Shouldn't need to prime anything, if it's all new construction. Just go straight to dryfall. Figure 50-100sq/ft per gallon, but you'll see once you actually start spraying. Don't buy all the paint at once, obviously.

Do the math, using the actual square footage of the floor. 15000/75 = 200 gallons or 40 five gallon pails.

No need to try to figure out the EXACT area of the ceiling, etc. It is worth working out the area of the beams, since each linear foot of beam actually has about 5-6 square feet of metal.

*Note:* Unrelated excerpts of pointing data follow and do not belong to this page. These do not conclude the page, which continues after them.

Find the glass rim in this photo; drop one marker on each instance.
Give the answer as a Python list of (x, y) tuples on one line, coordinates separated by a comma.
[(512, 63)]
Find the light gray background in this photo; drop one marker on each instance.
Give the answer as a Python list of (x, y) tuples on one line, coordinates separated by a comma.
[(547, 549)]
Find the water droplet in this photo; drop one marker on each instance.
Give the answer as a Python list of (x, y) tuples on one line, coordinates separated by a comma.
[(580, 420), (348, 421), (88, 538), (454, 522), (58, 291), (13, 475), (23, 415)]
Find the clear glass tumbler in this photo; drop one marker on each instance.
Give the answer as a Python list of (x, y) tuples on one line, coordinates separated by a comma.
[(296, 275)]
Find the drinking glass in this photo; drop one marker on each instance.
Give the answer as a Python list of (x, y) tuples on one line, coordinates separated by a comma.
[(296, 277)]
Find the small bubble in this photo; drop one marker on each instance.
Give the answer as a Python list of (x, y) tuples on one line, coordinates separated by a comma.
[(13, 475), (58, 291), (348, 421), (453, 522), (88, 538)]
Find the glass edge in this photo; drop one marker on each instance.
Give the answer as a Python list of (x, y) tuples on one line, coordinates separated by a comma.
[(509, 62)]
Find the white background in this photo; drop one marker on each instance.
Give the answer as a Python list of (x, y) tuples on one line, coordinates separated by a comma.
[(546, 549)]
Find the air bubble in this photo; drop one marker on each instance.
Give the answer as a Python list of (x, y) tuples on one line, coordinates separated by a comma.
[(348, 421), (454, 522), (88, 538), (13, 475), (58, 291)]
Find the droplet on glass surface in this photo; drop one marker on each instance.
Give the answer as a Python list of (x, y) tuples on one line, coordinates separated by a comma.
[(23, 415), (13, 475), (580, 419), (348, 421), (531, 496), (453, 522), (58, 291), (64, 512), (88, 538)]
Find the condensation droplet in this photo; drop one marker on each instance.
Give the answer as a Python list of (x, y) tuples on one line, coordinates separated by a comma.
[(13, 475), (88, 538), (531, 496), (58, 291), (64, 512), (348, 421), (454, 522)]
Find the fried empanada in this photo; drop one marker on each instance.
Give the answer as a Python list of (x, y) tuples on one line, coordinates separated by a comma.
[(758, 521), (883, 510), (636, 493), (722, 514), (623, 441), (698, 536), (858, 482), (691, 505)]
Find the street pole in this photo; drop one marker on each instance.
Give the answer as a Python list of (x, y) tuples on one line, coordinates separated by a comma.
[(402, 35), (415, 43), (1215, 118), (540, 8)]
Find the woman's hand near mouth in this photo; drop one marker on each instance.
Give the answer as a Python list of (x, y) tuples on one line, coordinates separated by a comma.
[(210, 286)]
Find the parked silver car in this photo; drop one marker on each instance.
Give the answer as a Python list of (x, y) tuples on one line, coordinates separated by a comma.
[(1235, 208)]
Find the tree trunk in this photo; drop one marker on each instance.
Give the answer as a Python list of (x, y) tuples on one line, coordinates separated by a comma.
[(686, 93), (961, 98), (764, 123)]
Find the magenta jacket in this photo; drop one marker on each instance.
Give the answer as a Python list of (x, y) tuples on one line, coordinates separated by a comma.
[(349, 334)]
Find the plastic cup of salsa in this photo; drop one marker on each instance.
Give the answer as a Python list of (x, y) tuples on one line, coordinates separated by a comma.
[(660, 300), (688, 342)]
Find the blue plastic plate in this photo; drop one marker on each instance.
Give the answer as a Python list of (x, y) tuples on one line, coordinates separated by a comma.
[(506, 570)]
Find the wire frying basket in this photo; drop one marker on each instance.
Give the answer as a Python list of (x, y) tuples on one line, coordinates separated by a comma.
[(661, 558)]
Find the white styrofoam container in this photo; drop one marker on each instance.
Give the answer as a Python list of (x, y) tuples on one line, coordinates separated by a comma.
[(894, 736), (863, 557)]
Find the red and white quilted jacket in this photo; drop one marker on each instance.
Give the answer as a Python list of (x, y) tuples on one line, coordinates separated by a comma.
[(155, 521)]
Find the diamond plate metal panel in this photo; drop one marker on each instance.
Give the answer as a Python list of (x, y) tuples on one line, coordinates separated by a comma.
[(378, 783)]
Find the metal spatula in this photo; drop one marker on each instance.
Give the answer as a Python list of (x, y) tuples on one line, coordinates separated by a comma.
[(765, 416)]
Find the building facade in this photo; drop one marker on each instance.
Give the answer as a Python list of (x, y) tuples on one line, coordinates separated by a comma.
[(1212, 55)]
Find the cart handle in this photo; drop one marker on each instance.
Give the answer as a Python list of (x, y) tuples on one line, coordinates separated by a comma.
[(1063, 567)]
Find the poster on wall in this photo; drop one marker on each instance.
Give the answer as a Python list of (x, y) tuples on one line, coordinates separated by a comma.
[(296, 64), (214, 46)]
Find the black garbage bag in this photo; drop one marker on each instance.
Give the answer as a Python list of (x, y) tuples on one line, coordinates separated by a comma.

I will add, this is one of those things where having experience in spraying and applying the coating will save your ass come estimate time. You can literally do ALL the math, and figure out the EXACT surface area to be painted, but if you're blowing half the paint off into empty space due to a number of conditions, it really doesn't matter at all. It's better to know how much work you can do with one pail of paint, given the ceiling type. After hundreds of hours of spraying, that's how I know I can do 80sq/ft per gallon, with 3' open web joists, which is what most buildings use where I live. I also know I can do about 2000-2500sq/ft per day, depending on obstacles (like having to mask off an exterior wall), or just how lazy I'm feeling.


----------



## The Estimator67

The deck and bar joist may already have been shop primed.
Doing another site visit in the morning to verify with SW sales rep.
If that's the case, I will only need to prime raw sprinkler pipes.
Then shoot everything with flat dry-fall.....


----------



## The Estimator67

Site pics from 2 weeks ago.


----------



## Masterwork

The only thing to prime is the chunks of galvanized duct. No need to prime sprinkler pipes, either. Just wrap the sprinkler heads in tin foil, drape plastic over the lights (remove after spraying so you don't start a fire). Also, tell the electricians to put their cover plates on, or set them aside to be sprayed on the floor, before they install them.


----------



## The Estimator67

Thanks. I appreciate your input.


----------